On the side of the economy, jobs and, especially, foreign policy, the answer is now clear and on both sides of the argument the debate is only about who is to blame. That does not concern us here today. Let us look at an area where the Indian state has succeeded in the choices it has made.
This month was passed the Rajasthan Prohibition of Unlawful Conversion of Religion Bill, 2025. It is aimed at two things: criminalising interfaith marriage between Hindus and Muslims and preventing people, particularly the marginalised communities from becoming Christians.
Like with other laws of this type, the Rajasthan law punishes conversions but not all of them. It says: ‘If any person re-converts to original religion i.e. ancestral religion, the same shall not be deemed to be a conversion’ and explains ancestral religion as ‘the religion in which forefathers/ancestors of the person had faith, belief or was practiced’.
Readers will not need to be told what this means because it is clear. This phrasing was introduced to us in the first law of our era on this subject. This was the Uttarakhand Freedom of Religion Act, 2018. It was followed by laws in Himachal Pradesh (2019), Uttar Pradesh (2020), Madhya Pradesh (2021), Gujarat (2021), Haryana (2022) and Karnataka (2022).
All of these laws were passed by the BJP. The Rajasthan law adds something new. It also has criminalised all forms of propagation. It says that the dissemination of information, ideas, or beliefs through media, social media and messaging applications is unlawful if this is interpreted as propagation of religion intended for conversion.
It also increases punishment, now being at up to 14 years in jail and 20 years, if the person changing faith is Dalit or Adivasi. All of these BJP laws are in violation of pretty much the entire panel of fundamental rights, but they have become acceptable in our society. It will be the rare reader, even of this column, who knew about the Rajasthan law cleared on 9 September because this is no longer news as our TV debates understand that word.
To tie the argument up, it is important to accept that the state has succeeded in achieving what is set out to do. Politically, it is difficult to reverse the laws because socially they have been made acceptable. The number of people either in favour of these laws or disinterested in them outnumbers those who are in favour of their repeal.
The Karnataka law came into effect on 17 May 2022. Like the others, it requires people wanting to convert to give 30 days’ notice to the district magistrate. The bureaucrat will then put the application up on a notice board in his office and in the office of the tehsildar, calling for objections.
After it won the Assembly elections in May 2023, the Congress said it would undo this law.

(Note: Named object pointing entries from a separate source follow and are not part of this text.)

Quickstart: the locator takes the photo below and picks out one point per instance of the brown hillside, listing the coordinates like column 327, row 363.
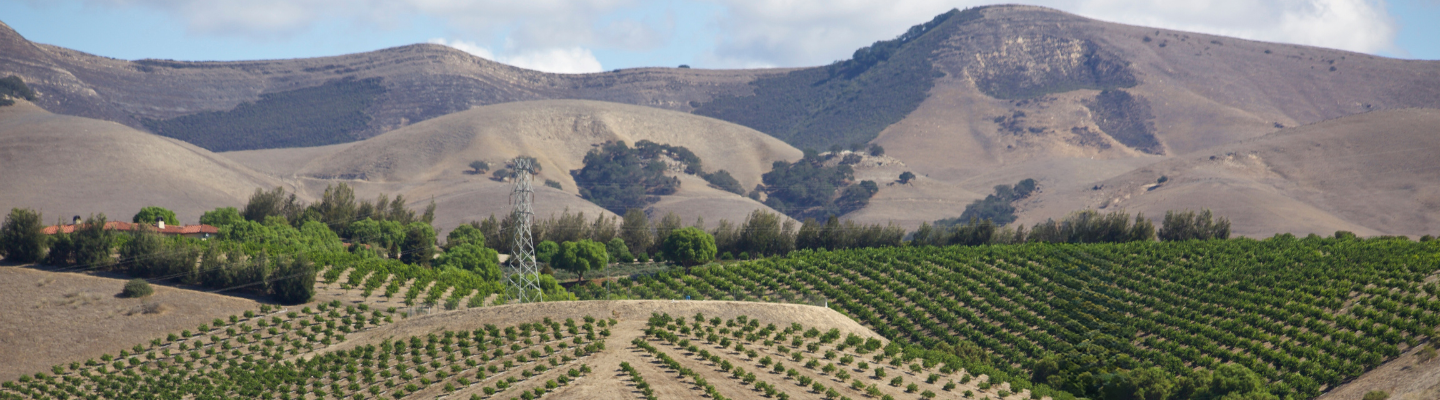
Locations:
column 1370, row 173
column 66, row 166
column 422, row 81
column 431, row 158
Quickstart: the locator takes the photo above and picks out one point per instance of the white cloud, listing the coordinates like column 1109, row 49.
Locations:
column 553, row 59
column 742, row 33
column 560, row 61
column 815, row 32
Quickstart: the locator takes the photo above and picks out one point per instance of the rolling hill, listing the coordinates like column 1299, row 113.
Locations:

The following month, 15 June, news under this headline was published: ‘Siddaramaiah-led Karnataka government withdraws anti-conversion law.’
That did not happen. A few days ago, on 8 September, it was reported that the government ‘will seek legal opinion on the Karnataka Protection of Right to Freedom of Religion Act, popularly known as the anti-conversion law, and decide on further action.’
Meaning that the law is still intact. The state under the BJP made some choices on behalf of Indians beginning in 2014 and resulting in laws on beef that began in 2015, on freedom of religion which began in 2018, on citizenship which began in 2019 and on other things linked at ending pluralism and targeting minorities.
It has achieved what it has intended to achieve here. We may not have had a ‘Made in China 2025’ policy and whatever unserious efforts we have made on this and other fronts have flopped. But it is hard not to accept the total victory of the ‘Remake India 2025’ policy, whose fruits we can see in the laws, the media and indeed in the society all around us.